The small plate of the batteries are positive.
Calculate the voltage across the meter with Bat2 replaced by a short circuit.
Then replace Bat2 and calculate the voltage across the meter with Bat1 replaced with a short circuit.
(If it helps your calculations, you can ground the minus side of the meter.)

Add the two voltages (observing the polarity) and you will have the correct answer.

This seems to be contrary to convention: https://en.wikipedia.org/wiki/Electronic_symbol

and would result in a reading on the meter of -6.54 volts.

 

This seems to be contrary to convention:

Yup, I got it backwards.

 

What I do know is

I = (25 + 35) / (9 + 4)

I can work out potential difference across the resistors but I'm confused what I'm subtracting it from and the direction of stuff. I assumed the 25V battery is going in the direction of the 9ohm resistor but as there isn't any voltage drop at the junction of the open circuit, I always think that shouldn't all 25 volts go down there? Then the same for 35V as it goes the other way...And as they appose each other it would give a net voltage of 10V...

As you can see I'm a mess ;x help

Get in the habit of properly tracking your units. You should have

I = (25 V + 35 V) / (9R + 4R) = (60 V) / (13R)

Now annotate the diagram with the this current showing the direction in which it is flowing. Ignore the meter -- physically delete it from the drawing if you need to.

Now start at the node that the negative terminal of the meter is (or was) connected to. Call that node 0 V (you get to do that for exactly one node in the circuit).

Then toss a coin and choose to either follow the circuit clockwise or counter clockwise from there.

The just walk one component at a time along that path and calculate the voltage on the other side of the component starting with the voltage on the near side and taking into account the voltage drop/gain across the component.

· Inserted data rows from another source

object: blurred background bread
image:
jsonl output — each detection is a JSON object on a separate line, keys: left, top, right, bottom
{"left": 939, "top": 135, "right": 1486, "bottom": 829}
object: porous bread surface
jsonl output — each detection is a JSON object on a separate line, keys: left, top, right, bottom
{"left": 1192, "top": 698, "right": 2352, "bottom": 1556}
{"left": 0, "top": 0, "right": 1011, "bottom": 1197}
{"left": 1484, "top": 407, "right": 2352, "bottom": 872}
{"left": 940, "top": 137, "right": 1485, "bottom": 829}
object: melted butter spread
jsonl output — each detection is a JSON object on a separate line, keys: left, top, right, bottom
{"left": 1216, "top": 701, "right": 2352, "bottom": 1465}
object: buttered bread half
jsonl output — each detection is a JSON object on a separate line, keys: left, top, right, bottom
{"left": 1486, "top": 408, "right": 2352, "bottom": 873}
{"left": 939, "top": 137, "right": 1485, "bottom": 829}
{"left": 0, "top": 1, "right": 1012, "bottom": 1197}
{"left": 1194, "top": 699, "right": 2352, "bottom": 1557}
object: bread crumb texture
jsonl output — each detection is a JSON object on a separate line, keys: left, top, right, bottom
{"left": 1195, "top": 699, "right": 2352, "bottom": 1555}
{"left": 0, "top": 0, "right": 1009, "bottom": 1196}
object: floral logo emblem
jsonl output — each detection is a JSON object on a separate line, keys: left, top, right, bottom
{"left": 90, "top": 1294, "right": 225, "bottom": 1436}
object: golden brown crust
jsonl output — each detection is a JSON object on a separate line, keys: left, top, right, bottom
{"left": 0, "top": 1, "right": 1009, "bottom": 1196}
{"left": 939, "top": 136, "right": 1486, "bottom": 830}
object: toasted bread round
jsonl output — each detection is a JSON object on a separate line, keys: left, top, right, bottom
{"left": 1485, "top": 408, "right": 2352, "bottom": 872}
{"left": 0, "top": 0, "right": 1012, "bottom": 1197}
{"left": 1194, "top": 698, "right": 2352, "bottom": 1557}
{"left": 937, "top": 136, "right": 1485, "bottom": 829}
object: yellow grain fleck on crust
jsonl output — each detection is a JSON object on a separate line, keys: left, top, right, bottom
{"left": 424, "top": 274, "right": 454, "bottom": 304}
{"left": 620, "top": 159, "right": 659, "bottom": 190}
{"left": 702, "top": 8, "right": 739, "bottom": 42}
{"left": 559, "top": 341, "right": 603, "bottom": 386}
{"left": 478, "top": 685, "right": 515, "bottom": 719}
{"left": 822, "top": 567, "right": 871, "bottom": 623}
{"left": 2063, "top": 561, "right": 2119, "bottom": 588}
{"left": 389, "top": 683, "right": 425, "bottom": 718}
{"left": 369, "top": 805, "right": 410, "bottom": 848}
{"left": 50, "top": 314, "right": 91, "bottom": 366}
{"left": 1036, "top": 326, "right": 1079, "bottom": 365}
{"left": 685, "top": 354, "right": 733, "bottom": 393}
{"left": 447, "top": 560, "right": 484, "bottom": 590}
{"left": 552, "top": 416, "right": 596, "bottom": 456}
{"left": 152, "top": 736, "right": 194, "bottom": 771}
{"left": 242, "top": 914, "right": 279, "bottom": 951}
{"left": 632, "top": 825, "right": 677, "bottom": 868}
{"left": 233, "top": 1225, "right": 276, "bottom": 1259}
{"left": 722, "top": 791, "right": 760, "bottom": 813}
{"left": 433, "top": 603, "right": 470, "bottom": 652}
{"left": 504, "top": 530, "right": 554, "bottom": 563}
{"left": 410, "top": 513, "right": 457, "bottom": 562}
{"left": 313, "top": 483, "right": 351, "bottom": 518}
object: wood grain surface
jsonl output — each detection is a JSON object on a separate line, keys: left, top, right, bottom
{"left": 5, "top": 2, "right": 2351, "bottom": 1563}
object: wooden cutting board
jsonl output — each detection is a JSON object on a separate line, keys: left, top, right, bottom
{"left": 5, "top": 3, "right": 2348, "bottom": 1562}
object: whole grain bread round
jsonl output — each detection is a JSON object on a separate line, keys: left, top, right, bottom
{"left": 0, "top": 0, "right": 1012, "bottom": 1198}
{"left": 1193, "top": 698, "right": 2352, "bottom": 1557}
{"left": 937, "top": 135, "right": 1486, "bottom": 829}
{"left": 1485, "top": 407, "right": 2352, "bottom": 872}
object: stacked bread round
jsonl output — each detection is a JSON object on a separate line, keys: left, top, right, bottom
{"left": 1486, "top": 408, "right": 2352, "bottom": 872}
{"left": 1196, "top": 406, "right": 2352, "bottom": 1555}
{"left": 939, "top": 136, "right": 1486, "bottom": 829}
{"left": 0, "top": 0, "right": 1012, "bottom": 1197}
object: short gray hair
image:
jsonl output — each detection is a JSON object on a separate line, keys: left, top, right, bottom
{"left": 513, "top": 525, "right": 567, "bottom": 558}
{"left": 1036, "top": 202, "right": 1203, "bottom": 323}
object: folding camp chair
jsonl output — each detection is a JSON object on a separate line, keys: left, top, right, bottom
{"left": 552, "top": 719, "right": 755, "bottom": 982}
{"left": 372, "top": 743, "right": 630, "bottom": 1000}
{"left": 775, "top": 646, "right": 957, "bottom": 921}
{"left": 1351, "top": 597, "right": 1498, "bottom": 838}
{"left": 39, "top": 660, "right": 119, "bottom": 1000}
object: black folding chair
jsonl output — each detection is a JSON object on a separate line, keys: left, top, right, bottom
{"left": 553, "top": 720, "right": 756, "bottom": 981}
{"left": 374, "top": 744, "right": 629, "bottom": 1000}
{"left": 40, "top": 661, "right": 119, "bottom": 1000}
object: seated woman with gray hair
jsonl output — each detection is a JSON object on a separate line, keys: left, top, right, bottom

Take you best shot at doing this and post the results (including the appropriate annotated diagram, if possible).

 

Get in the habit of properly tracking your units. You should have

I = (25 V + 35 V) / (9R + 4R) = (60 V) / (13R)
...

The resistors notation is confusing but from the result shown by volt meter, the resistances of R1 and R3 should be 4 ohms and 9 ohms, respectively not 4R and 9R as symbolic values.

 

The resistors notation is confusing

Why ??
For R you can pick any real number you like.
For R = 2.2kΩ we have
4R = 4*2.2kΩ = 8.8kΩ
9R = 9*2.2kΩ = 19.8kΩ

the resistances of R1 and R3 should be 4 ohms and 9 ohms, respectively not 4R and 9R as symbolic values.

For this case (4Ω and 9Ω) we have R = 1Ω

 

The resistors notation is confusing but from the result shown by volt meter, the resistances of R1 and R3 should be 4 ohms and 9 ohms, respectively not 4R and 9R as symbolic values.

That's possible. A common notation on schematics (particularly in days past) was to use the units multiplier (m. k. M. etc) as the decimal point and, if there was no multiplier, use R (for a resistor) instead.

In this case it doesn't really matter since you will get the same results regardless of what you choose for R.

 

Why ??
For R you can pick any real number you like.
For R = 2.2kΩ we have
4R = 4*2.2kΩ = 8.8kΩ
9R = 9*2.2kΩ = 19.8kΩ


For this case (4Ω and 9Ω) we have R = 1Ω

That's possible. A common notation on schematics (particularly in days past) was to use the units multiplier (m. k. M. etc) as the decimal point and, if there was no multiplier, use R (for a resistor) instead.

I didn't know that!

In this case it doesn't really matter since you will get the same results regardless of what you choose for R.

Oh, yes, my mistake. You are right. The result remains the same no matter which value of R.